State and Local Efforts to Declare Racism a Public Health Crisis

June 12, 2020

Overview

As the country reels from the death toll and economic fall-out of the COVID-19 pandemic, Americans must focus on addressing a more persistent and pernicious public health crisis – systemic racism and injustice. Systemic racism causes a higher COVID-19 death rate for people of color and prevents people of color from achieving their highest level of health. The killing of George Floyd by police in Minneapolis on Memorial Day is just the latest evidence of the urgent need for anti-racism actions to reverse years of systemic racism that threaten the health and lives of people of color in the United States. The link between systemic racism and poor health outcomes is clear: the racism built into America’s laws, institutions, and systems is designed to provide privileged groups with better access to the conditions needed to be healthy – healthy and stable housing, economic stability, access to affordable healthcare, clean air and water, high quality education, and healthy food – without providing that same access to people of color.
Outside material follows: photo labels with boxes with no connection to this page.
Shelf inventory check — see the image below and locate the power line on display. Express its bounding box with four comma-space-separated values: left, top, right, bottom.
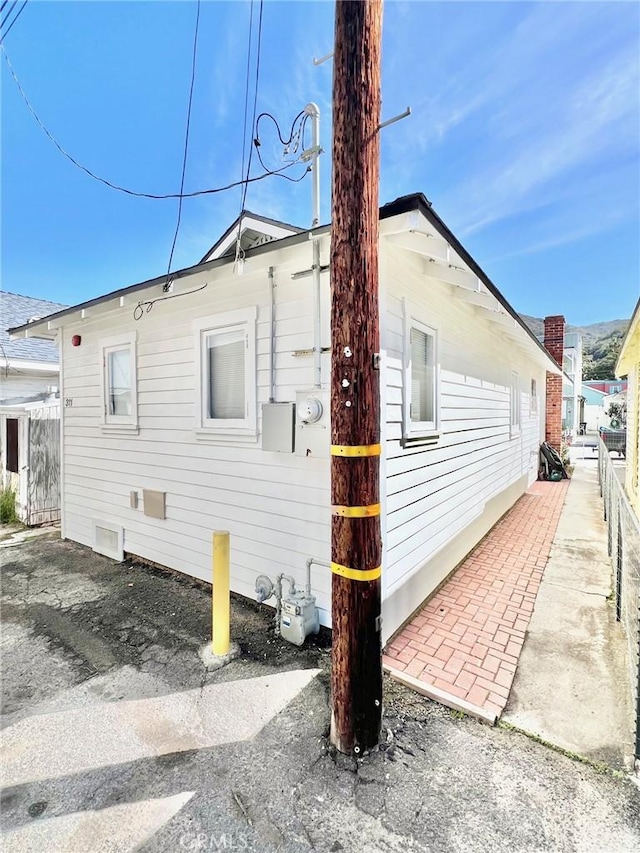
0, 45, 304, 199
238, 0, 253, 220
0, 0, 27, 44
240, 0, 264, 213
164, 0, 200, 291
236, 0, 264, 263
0, 0, 18, 30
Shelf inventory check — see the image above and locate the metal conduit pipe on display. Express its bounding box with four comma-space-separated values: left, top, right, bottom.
304, 103, 322, 388
269, 267, 276, 403
304, 557, 331, 595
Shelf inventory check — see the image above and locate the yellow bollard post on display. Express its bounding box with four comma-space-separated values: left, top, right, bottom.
211, 530, 231, 656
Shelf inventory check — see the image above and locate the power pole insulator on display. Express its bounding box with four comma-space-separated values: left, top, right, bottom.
330, 0, 382, 755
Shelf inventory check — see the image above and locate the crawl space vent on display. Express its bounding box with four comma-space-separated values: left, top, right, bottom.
93, 519, 124, 563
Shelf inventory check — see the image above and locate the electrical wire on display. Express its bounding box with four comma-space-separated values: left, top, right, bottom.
236, 0, 264, 264
163, 0, 200, 292
133, 281, 209, 320
253, 110, 311, 184
0, 0, 18, 30
0, 0, 27, 44
240, 0, 264, 215
0, 42, 304, 200
238, 0, 253, 220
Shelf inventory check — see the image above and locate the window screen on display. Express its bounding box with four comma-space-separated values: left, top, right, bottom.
107, 347, 131, 416
207, 329, 246, 420
410, 328, 435, 423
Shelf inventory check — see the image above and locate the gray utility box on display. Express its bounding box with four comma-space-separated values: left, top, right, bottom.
296, 388, 331, 458
262, 403, 296, 453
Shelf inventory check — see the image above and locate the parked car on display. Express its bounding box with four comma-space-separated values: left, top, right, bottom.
598, 427, 627, 456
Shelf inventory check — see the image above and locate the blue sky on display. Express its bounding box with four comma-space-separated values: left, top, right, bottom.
0, 0, 640, 325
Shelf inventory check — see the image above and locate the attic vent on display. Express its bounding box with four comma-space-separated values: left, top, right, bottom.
93, 518, 124, 563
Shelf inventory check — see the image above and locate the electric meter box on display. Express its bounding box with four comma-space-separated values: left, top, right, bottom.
295, 388, 331, 458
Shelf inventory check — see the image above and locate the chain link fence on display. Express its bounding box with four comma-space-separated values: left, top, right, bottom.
598, 439, 640, 772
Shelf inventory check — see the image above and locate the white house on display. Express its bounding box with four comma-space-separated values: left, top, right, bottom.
562, 332, 586, 438
8, 194, 561, 640
0, 291, 67, 524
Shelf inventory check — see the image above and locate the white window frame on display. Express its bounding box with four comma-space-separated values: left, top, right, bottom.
402, 305, 440, 442
100, 332, 138, 432
509, 370, 522, 437
192, 306, 258, 437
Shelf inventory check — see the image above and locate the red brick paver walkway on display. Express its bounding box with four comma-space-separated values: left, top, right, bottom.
383, 480, 569, 721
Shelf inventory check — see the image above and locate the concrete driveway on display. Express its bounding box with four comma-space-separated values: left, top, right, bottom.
0, 538, 640, 853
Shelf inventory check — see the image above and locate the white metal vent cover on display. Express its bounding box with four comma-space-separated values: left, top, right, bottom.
93, 518, 124, 563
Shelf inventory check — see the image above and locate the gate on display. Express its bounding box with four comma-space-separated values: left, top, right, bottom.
26, 405, 60, 525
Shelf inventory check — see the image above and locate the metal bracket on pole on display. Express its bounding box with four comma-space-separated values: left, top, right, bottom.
378, 107, 411, 130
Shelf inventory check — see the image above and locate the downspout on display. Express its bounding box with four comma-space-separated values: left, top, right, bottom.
304, 103, 322, 388
269, 267, 276, 403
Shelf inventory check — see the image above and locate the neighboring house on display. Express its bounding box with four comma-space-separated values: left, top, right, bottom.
582, 379, 627, 394
562, 332, 585, 437
8, 194, 564, 640
616, 300, 640, 519
0, 291, 67, 524
0, 291, 67, 406
581, 383, 609, 432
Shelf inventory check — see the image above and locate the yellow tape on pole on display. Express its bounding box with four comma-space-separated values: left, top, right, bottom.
331, 444, 380, 456
331, 562, 382, 581
331, 504, 380, 518
211, 530, 231, 655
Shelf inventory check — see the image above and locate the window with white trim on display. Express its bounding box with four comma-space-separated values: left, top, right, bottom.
404, 317, 438, 438
193, 308, 256, 434
509, 370, 520, 435
100, 332, 138, 429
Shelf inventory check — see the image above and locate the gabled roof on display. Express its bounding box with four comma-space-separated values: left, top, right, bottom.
6, 193, 560, 373
200, 210, 304, 264
0, 290, 67, 364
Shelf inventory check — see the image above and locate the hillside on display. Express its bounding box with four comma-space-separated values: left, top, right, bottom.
520, 314, 629, 379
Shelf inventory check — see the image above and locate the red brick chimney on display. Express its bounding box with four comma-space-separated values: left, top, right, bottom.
544, 315, 564, 451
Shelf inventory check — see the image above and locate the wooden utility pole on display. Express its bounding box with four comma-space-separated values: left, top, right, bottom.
331, 0, 382, 755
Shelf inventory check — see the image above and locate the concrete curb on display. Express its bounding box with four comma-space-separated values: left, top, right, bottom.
383, 664, 498, 726
198, 643, 240, 670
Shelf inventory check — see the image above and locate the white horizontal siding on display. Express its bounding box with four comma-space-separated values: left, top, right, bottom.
64, 246, 330, 624
382, 247, 545, 604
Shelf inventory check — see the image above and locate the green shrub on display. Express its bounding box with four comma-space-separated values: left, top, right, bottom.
0, 487, 18, 524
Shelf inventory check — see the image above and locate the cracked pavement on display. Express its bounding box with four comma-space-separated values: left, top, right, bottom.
1, 539, 640, 853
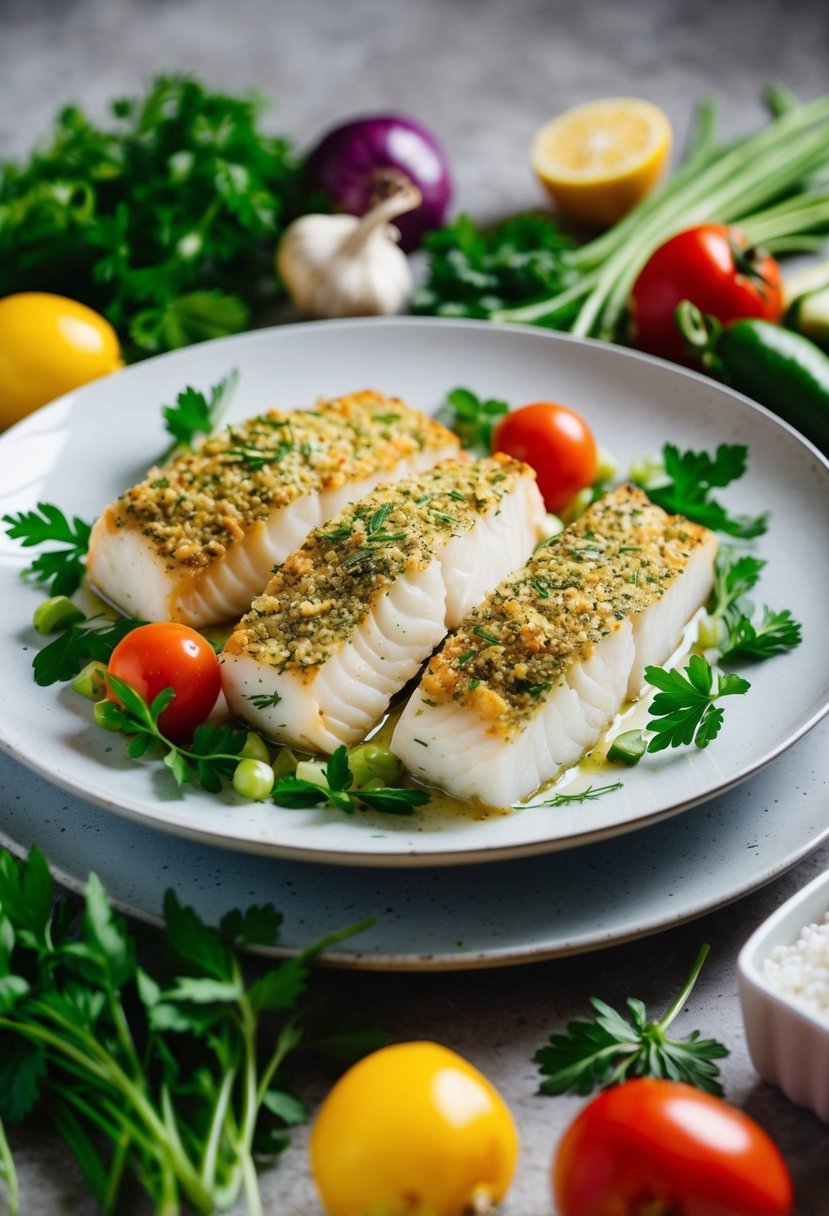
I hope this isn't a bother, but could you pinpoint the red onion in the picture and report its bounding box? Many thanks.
[305,114,452,250]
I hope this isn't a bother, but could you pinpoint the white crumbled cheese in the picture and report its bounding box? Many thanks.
[763,911,829,1021]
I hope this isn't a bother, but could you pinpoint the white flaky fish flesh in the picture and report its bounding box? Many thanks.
[391,485,717,806]
[88,392,459,629]
[221,455,545,753]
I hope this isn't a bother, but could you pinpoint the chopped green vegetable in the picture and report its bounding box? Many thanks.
[2,502,92,596]
[438,388,509,456]
[0,75,300,356]
[273,747,429,815]
[32,596,86,634]
[644,654,751,751]
[535,945,728,1094]
[0,849,388,1216]
[608,731,648,767]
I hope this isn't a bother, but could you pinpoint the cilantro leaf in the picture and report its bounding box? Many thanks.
[644,654,751,751]
[648,444,768,540]
[2,502,92,596]
[162,368,238,449]
[535,945,728,1094]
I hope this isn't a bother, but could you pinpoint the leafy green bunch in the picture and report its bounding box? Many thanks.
[0,849,388,1216]
[0,75,305,354]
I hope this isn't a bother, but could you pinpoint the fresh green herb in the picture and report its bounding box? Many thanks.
[32,615,145,688]
[248,692,282,709]
[438,388,509,456]
[96,675,248,794]
[720,607,802,662]
[644,654,751,751]
[535,945,728,1094]
[2,502,92,596]
[273,747,429,815]
[162,368,239,460]
[0,849,388,1216]
[700,548,802,662]
[412,215,574,317]
[645,444,768,540]
[515,781,622,810]
[0,75,306,356]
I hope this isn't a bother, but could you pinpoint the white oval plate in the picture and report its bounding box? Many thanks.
[0,319,829,866]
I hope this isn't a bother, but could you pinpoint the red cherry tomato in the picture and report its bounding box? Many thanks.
[630,224,783,362]
[492,401,597,512]
[107,621,221,739]
[553,1079,794,1216]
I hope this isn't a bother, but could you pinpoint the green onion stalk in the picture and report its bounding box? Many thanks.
[491,86,829,340]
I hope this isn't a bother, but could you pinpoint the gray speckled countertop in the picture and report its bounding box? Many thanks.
[0,0,829,1216]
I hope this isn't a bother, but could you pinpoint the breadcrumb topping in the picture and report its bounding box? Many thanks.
[419,485,711,737]
[225,454,535,671]
[105,390,457,570]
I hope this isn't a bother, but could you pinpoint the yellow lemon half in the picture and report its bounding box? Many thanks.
[530,97,671,227]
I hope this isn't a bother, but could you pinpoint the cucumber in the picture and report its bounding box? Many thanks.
[715,320,829,454]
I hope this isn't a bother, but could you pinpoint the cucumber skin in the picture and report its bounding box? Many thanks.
[716,320,829,455]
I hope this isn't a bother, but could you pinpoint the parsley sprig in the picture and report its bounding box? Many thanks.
[438,388,509,456]
[162,368,239,461]
[704,547,802,662]
[96,674,247,794]
[643,444,768,540]
[0,849,388,1216]
[273,745,429,815]
[2,502,92,596]
[644,654,751,751]
[535,945,728,1094]
[32,615,145,688]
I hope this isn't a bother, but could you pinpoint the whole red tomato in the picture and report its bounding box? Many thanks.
[107,621,221,739]
[492,401,597,512]
[630,224,783,362]
[553,1079,794,1216]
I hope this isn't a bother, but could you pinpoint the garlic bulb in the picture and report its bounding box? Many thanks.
[276,181,421,317]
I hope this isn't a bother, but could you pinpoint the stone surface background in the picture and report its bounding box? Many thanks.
[0,0,829,1216]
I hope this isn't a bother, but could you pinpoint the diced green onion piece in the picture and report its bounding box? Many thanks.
[349,743,404,789]
[272,748,299,781]
[291,760,329,789]
[72,659,107,700]
[239,731,271,765]
[92,700,124,731]
[32,596,86,634]
[608,731,648,767]
[562,485,593,527]
[233,759,275,803]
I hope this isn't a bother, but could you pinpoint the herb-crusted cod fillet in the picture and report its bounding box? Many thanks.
[221,456,545,751]
[88,392,459,627]
[391,486,717,806]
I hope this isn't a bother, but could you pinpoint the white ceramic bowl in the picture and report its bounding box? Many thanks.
[737,871,829,1122]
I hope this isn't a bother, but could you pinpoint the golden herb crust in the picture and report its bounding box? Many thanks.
[106,392,457,570]
[225,454,535,671]
[419,485,711,737]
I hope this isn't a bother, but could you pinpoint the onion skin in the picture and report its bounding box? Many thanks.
[305,114,452,252]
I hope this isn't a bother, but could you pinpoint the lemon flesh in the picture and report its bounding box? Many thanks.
[530,97,671,227]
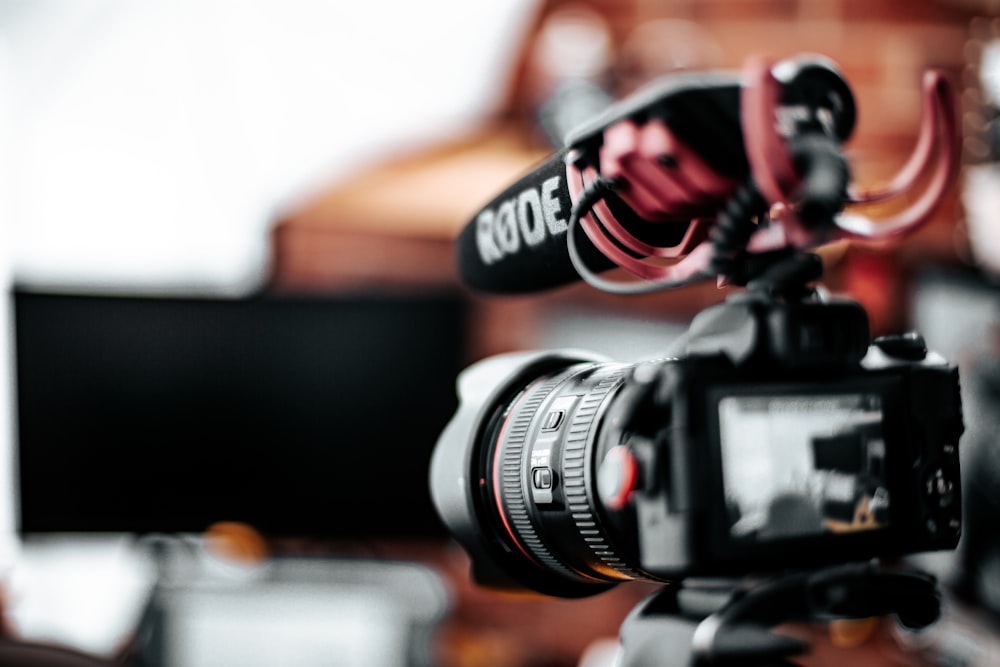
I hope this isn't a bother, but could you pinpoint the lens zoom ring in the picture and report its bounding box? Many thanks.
[500,376,575,576]
[563,371,639,579]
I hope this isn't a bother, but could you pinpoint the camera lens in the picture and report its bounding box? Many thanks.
[478,364,642,593]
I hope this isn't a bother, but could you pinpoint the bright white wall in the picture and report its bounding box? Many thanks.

And the outcomes are dire – Black people have lower life expectancy, educational attainment, income, and homeownership than White people across the life span.

In the wake of George Floyd’s death Minneapolis City Councilwoman Andrea Jenkins sought an emergency declaration that racism is a public health issue. Other communities that recognize the important role of local government action to combat racism and its toll on public health are also formalizing their commitment to address systemic racism in local resolutions.  Generally, city and county resolutions that declare racism as a public health emergency both highlight the racial health disparities within the community and include a commitment to dismantle the systems that create the public health crisis, such as eliminating laws and policies that contribute to or institutionalize systemic racism (like in housing and education). The language of these resolutions, alone, cannot repair the health deficit American institutions have left for communities of color. However, these resolutions can jump start critical efforts to assess the barriers to health created by current laws.